In essence, an armed attack on another country’s territory must be either an act of self-defense (safeguarded by Article 51 of the U.N. Charter) or somehow authorized by the U.N. Security Council. While the Security Council has recognized the right of countries to defend themselves against terrorists, it has never given blanket authorization for countries to conduct cross-border operations without the consent of the governments involved.

It should be noted that Matt Yglesias also points to the AUMF to justify his stance that the bin Laden killing was legal despite the fact that, on April 1, 2009, he wrote derisively of those very “special ‘war powers’ that let [the president] do stuff that would normally be illegal” (sarcastic quotation marks supplied by Yglesias himself), which the AUMF supposedly authorizes.
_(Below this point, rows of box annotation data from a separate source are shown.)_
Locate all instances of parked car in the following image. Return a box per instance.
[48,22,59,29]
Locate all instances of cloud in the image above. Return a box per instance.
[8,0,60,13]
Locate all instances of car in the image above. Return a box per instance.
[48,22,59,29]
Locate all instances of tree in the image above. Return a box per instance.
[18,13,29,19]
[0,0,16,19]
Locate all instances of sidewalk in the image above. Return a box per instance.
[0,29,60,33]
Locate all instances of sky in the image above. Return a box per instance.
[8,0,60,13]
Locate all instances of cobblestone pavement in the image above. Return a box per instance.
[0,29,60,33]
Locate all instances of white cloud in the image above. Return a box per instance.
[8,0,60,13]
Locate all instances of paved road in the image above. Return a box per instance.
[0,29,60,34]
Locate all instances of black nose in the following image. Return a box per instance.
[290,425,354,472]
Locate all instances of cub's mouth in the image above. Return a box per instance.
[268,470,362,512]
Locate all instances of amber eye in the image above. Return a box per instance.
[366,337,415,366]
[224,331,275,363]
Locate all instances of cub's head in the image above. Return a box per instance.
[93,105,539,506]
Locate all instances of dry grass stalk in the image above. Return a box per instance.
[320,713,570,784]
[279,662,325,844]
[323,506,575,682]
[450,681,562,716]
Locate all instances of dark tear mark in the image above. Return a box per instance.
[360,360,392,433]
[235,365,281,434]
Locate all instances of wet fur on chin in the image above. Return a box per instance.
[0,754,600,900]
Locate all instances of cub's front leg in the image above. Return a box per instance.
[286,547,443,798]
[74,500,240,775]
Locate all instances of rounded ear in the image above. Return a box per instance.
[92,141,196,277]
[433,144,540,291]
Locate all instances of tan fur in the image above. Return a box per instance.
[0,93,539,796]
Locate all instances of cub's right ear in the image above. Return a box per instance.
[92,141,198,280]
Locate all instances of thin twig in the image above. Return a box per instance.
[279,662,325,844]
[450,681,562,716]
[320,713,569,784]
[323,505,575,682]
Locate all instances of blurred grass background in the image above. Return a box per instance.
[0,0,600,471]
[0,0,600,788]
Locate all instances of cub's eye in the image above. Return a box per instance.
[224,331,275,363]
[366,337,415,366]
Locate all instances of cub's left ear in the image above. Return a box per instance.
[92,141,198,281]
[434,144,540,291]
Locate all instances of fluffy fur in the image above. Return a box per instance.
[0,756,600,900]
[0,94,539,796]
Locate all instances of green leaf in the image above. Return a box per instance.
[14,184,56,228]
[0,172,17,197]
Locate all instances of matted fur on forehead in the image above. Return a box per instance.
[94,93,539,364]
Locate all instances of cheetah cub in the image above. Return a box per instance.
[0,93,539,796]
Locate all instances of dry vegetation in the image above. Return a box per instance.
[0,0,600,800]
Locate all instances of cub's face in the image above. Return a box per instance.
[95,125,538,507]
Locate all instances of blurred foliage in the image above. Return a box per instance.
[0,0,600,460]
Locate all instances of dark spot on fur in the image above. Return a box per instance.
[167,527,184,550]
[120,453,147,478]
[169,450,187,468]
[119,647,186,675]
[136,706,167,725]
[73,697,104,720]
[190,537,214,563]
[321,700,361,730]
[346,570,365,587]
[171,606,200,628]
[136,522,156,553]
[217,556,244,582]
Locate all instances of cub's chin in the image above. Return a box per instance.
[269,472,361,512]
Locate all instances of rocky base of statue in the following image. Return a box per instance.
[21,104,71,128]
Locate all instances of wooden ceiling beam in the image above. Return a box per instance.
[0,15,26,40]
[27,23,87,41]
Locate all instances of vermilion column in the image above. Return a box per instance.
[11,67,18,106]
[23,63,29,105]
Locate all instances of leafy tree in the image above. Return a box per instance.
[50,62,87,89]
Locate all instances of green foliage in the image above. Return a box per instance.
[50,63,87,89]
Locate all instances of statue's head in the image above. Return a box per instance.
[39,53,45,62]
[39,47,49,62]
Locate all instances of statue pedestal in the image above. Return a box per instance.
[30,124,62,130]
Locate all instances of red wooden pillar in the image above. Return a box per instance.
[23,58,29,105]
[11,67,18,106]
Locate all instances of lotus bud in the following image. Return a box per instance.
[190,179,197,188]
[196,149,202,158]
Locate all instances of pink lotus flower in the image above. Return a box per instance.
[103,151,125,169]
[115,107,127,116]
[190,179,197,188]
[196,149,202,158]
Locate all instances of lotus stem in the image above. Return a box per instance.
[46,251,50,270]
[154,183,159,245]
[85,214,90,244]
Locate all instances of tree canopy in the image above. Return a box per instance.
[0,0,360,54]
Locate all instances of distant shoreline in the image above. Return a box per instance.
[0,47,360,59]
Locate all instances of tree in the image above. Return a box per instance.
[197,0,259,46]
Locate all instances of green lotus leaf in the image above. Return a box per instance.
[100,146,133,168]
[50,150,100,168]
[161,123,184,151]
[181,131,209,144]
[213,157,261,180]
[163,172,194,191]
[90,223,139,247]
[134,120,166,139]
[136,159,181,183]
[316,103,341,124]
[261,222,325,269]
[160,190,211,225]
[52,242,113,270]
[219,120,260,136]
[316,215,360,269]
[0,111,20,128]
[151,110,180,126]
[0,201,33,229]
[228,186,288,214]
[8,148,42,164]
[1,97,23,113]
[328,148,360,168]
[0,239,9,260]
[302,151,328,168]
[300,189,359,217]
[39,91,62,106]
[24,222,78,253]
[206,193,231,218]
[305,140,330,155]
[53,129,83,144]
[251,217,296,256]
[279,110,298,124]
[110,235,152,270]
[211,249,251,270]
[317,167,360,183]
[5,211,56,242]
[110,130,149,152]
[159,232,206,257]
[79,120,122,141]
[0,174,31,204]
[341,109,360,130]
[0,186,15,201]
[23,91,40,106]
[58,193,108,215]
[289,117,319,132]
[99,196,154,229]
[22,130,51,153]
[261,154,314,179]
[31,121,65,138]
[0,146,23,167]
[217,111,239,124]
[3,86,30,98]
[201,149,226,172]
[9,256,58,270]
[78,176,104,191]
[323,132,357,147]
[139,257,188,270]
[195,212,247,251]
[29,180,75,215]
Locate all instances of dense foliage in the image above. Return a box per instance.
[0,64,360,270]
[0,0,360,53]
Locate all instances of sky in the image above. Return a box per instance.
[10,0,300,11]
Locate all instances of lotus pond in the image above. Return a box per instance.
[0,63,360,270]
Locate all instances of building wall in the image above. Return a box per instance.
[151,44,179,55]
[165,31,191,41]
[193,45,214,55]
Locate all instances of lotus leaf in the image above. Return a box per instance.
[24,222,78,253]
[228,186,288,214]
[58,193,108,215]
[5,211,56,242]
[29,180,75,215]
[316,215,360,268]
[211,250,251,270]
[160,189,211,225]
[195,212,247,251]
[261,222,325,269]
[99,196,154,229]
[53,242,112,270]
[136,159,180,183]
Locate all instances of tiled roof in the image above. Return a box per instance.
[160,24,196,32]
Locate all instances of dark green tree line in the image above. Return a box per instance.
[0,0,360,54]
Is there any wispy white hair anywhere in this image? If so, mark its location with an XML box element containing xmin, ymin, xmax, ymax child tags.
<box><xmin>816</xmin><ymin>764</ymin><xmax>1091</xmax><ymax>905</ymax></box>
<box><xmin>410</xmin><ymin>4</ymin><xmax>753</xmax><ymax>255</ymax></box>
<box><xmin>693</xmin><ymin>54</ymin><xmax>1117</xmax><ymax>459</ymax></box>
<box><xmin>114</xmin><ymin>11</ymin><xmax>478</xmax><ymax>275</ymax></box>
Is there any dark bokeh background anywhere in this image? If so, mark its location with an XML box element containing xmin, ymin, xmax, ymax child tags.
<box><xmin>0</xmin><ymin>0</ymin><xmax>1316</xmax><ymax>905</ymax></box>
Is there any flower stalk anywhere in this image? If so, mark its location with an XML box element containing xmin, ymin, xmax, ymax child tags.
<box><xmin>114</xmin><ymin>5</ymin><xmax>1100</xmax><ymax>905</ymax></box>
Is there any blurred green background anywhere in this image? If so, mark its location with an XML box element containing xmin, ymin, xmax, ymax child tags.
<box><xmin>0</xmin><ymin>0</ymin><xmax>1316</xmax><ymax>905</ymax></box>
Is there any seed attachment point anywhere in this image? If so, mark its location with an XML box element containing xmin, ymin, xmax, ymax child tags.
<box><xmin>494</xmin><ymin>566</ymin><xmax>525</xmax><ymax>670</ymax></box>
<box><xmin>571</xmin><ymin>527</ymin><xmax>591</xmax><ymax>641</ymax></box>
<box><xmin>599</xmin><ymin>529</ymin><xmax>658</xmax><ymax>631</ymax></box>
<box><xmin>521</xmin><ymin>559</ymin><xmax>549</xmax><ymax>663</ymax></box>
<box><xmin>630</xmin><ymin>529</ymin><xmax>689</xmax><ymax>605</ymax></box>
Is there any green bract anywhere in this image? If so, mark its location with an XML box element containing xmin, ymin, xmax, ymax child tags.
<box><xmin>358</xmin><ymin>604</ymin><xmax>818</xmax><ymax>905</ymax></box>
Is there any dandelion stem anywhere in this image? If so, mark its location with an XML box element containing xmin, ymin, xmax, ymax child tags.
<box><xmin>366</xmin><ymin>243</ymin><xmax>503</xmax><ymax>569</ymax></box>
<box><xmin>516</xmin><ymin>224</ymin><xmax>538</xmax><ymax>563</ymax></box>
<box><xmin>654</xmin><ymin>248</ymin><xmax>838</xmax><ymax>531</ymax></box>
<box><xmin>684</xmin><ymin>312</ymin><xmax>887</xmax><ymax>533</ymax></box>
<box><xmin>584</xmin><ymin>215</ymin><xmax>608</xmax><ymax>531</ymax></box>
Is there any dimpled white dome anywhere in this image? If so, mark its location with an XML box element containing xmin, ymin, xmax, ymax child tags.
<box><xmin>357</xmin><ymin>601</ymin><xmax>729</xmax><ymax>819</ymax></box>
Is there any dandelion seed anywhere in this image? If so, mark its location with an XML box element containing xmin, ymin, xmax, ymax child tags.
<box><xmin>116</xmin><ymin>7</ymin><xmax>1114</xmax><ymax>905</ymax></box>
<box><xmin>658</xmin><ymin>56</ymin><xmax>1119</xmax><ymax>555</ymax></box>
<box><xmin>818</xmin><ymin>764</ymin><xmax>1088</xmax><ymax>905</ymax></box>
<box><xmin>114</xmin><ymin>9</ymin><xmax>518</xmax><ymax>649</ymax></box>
Yglesias also notes that while “[t]he FBI catches terrorists, the Army fights wars,” and therefore the use of “war powers” is a dangerous and illegal premise through which a permanent state of military conflict is inevitable. He explains,

“War” is a word, not a policy, but it’s a word with specific legal and policy implications. It’s one thing to say that counterterrorism considerations led the United States to get involved in a war in Afghanistan, but another thing to say that the war in Afghanistan is actually one “front” in a larger “war on terror.”

Yet now that Barack Obama is being hailed as a hero who presided over the killing of America’s arch-nemesis Osama bin Laden, Yglesias ignores his own previous principles. Now, it seems, it is fair game for U.S. commandos to enter Pakistan to hunt for bin Laden, since, hey, it’s a war with multiple fronts and no defined borders and the AUMF authorizes Obama to utilize those very “war powers.”

The “specific legal and policy implications” of a “war” as opposed to a covert, non-military operation are important. Wired contributor David Axe explains,

In the best case, the killing of bin Laden exists in legal limbo. If the raid was definitively Title 10 [a military operation], it violated a slew of restrictions on the use of military force in a country that is not a formal enemy of the United States — this despite the Congressional authorization for using force against Al Qaeda. If it was Title 50 [a CIA-dominated covert action], it could possibly be characterized as a political assassination, which is illegal under a 1976 Executive Order.